PATIENT INFORMATION
ID INFORMATION
INSURANCE INFORMATION
COVID-19 Testing Consent Form:
I voluntarily consent and authorize Dalrada Health, its affiliates, and any of their employees, agents, or representatives to administer, collect, process, analyze, and bill my COVID-19 diagnostic test. I acknowledge and understand that my COVID-19 diagnostic test will require the collection of an appropriate sample by my healthcare provider through a nasal swab, oropharyngeal swab, or other recommended collection procedure, or in the alternative, an instructed self-collected or observed collected specimen via similar means. I certify that I will provide an unadulterated specimen and will follow all instructions provided.
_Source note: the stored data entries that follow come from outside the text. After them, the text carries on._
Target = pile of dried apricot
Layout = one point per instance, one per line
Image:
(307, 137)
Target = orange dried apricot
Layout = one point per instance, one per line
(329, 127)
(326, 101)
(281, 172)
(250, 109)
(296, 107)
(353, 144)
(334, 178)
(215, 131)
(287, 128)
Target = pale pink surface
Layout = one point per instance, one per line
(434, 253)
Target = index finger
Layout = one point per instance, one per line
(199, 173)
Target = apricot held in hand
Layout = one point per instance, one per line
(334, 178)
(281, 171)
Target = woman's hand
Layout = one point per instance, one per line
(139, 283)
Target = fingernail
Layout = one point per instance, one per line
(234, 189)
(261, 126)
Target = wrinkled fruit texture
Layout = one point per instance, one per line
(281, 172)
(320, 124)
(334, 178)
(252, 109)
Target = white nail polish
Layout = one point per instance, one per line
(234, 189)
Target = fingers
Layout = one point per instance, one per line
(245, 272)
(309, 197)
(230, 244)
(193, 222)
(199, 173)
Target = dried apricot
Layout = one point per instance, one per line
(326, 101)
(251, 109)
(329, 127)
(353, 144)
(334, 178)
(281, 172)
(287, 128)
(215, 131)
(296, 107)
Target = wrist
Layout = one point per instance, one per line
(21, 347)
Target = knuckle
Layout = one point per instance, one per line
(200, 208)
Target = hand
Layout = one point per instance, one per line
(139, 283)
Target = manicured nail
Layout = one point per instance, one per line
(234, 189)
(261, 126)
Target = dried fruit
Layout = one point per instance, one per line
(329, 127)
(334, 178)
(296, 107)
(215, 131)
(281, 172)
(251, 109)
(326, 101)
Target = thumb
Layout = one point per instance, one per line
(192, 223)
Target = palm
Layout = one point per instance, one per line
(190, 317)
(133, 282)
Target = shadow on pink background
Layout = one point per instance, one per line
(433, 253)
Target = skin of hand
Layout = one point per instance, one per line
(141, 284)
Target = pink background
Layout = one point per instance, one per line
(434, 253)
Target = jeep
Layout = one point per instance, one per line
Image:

I acknowledge that I am not creating a patient-healthcare relationship with Dalrada Health, and/or Ordering Physician and that any questions or required to follow up shall be my responsibility to arrange with my physician.
I authorize a HIPAA release and waiver, and by doing so, Dalrada Health may release the results of this testing to the authorized healthcare provider, facility, employer, sponsoring organizations, and/or to my designated email or phone number that I have provided. I understand that by submitting this COVID-19 test request with my associated health insurance information or by requesting payment from governmental funds set aside for COVID-19 services provided to the uninsured, I consent to information about my testing and results being shared with the health insurer or government agency paying for my testing for purposes of payment, treatment, healthcare operations. I hereby irrevocably assign to Dalrada Health and its affiliated laboratories all benefits under any policy of insurance indemnity agreement or any collateral source as defined by statute for services provided. This assignment includes all rights to collect benefits directly from my insurance company.